Because the worker may POST more than once (a slow endpoint can process a request and still time out before its 2xx reaches us), delivery is at-least-once. The receiver dedups on X-Event-Id to stay idempotent.

Cost

Property	Effect
Attempts per event	Up to `N` (e.g. 5) before the dead-letter queue
Total wait before parking	≈ `base × (2^N − 1)` — base 1s, N=5 → up to ~31s spread across the retries
Storage	The dead-letter queue holds every exhausted or permanently-failed event for replay
Trade-off	Durability and eventual delivery, paid for in delivery latency and duplicate-delivery risk

Watch out for

At-least-once means duplicates. A timed-out attempt may have been processed; the retry then delivers it again. Receivers must be idempotent — dedup on the event id and ignore one they've already applied.
Retrying non-retryable 4xx. A 400 or 422 won't fix itself; retrying wastes work and can hammer a misconfigured endpoint. Park permanent failures immediately. (But 408 and 429 are retryable.)
No jitter. If every stuck delivery retries at exactly base × 2^n, they all fire together the instant the endpoint recovers — a thundering herd that knocks it back down. Add full jitter.
Unbounded retries / no dead-letter queue. Retrying forever lets the queue grow without limit and starves healthy deliveries. Cap attempts and park the rest for manual replay.
Unsigned payloads. Without an HMAC signature the receiver can't tell your event from a spoofed one. Sign the body so they can verify before acting — and give each POST a per-request timeout so one slow consumer doesn't block the queue.

Worked example

A payment system emits charge.succeeded for order evt_8f31 and the gateway POSTs it to the merchant.

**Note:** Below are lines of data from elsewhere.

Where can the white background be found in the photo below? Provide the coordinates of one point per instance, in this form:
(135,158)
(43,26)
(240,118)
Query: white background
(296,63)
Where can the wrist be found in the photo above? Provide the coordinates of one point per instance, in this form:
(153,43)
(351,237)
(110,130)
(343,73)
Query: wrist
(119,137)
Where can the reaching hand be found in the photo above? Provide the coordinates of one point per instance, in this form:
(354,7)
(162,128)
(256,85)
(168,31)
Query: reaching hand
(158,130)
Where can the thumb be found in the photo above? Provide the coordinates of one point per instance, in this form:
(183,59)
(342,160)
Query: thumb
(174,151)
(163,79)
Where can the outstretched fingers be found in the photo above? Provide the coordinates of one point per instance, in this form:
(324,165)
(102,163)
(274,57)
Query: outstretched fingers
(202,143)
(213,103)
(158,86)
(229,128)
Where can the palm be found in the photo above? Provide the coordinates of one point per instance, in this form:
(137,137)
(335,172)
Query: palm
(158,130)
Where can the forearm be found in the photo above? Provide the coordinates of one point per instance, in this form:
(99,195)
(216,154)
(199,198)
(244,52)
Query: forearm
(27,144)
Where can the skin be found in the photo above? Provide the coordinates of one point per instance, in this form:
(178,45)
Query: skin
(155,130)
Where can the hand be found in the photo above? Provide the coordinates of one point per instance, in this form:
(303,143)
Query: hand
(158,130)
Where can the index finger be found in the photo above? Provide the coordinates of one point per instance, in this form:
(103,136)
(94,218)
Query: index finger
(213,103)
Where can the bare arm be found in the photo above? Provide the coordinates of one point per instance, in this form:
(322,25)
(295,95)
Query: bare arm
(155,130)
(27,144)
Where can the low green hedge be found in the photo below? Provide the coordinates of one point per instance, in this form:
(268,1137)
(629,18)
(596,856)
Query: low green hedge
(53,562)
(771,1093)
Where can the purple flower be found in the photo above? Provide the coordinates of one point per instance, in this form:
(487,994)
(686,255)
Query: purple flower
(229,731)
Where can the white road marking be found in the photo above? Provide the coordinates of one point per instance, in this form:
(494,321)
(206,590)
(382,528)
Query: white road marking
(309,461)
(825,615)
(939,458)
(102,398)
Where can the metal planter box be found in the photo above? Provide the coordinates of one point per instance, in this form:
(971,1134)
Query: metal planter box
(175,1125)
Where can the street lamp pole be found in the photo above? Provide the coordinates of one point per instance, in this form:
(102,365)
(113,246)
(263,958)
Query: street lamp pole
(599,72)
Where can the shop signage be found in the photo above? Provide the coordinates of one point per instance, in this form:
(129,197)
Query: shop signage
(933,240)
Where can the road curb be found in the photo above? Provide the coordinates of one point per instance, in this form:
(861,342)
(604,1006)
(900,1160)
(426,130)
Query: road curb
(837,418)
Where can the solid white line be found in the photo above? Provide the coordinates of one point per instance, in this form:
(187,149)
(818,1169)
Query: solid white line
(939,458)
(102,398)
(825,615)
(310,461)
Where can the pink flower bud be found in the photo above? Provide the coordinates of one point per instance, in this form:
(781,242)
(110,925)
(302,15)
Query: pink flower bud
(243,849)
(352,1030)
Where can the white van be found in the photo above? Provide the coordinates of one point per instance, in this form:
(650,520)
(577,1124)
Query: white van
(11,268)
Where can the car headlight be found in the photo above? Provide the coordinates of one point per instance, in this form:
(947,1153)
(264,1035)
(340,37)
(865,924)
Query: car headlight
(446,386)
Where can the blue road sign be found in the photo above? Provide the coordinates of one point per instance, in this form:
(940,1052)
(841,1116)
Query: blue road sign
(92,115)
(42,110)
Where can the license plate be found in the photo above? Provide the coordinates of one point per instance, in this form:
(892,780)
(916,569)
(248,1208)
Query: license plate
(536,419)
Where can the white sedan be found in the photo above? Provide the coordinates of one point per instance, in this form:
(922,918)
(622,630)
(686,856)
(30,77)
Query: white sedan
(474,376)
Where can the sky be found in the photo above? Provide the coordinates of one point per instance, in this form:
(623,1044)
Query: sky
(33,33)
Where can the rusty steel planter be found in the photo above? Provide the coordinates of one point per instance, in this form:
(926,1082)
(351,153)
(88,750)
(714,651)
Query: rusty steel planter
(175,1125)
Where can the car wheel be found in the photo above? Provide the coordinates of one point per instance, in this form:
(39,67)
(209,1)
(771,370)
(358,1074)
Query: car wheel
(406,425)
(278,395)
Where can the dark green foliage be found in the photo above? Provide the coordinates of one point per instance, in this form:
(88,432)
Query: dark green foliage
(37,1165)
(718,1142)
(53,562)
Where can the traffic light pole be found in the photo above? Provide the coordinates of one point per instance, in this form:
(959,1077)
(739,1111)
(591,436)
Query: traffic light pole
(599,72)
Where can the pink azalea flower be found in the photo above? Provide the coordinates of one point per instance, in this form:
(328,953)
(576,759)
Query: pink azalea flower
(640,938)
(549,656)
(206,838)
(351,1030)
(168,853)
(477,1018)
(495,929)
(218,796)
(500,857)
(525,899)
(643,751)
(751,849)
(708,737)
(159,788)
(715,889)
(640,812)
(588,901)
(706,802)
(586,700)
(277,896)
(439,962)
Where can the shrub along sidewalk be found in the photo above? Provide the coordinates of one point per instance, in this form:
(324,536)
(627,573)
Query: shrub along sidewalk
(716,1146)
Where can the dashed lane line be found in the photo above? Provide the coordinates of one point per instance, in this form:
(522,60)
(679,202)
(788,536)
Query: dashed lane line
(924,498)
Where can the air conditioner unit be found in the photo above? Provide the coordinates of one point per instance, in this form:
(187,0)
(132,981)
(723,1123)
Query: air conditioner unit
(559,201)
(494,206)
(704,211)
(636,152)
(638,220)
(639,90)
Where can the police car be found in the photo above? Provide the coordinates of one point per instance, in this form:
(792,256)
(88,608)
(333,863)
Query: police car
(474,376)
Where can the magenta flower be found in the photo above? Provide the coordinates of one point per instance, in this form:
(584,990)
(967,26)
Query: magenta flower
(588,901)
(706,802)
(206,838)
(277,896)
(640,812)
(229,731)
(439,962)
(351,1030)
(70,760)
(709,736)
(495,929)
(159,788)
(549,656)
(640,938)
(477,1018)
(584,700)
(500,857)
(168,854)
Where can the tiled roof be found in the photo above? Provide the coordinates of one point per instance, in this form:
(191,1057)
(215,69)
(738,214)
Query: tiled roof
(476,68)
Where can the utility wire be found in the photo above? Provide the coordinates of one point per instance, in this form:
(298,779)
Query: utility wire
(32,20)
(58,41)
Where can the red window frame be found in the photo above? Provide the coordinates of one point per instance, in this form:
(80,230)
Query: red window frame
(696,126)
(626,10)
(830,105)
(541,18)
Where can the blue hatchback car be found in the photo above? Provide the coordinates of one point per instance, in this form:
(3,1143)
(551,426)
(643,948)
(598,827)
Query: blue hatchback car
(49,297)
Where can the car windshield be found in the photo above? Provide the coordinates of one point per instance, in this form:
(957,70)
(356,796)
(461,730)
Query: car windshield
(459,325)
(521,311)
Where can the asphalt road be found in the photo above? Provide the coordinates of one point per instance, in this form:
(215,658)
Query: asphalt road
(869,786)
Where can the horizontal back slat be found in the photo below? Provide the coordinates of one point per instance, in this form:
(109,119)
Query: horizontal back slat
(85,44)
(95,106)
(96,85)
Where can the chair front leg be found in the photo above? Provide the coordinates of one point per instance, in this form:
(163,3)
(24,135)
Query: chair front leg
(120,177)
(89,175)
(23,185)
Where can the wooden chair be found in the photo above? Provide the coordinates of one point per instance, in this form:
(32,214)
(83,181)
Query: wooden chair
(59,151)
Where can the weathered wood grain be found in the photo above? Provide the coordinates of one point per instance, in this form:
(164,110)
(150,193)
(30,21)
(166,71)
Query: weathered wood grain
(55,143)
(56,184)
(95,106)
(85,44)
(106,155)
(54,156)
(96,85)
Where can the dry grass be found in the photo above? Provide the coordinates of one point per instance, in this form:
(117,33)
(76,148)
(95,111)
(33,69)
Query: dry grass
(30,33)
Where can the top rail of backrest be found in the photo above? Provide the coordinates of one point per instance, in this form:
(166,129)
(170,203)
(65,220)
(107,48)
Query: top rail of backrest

The merchant's server is mid-deploy and returns 503 for about six seconds. Attempt 1 fails; the worker waits ~1s (base 1s, jittered) and retries → 503 again. It waits ~2s → this time a 429 while the new instance warms up. It waits ~4s → the merchant is back and returns 200 OK on the fourth attempt. Delivered and acked.

One earlier attempt actually reached the merchant and recorded the charge before its response timed out — so this looks like a double delivery. But the merchant keyed on X-Event-Id: evt_8f31, saw it had already applied that id, and treated the repeat as a no-op. The customer is charged once.

Check yourself

The endpoint returns 400 Bad Request. Should the gateway keep retrying?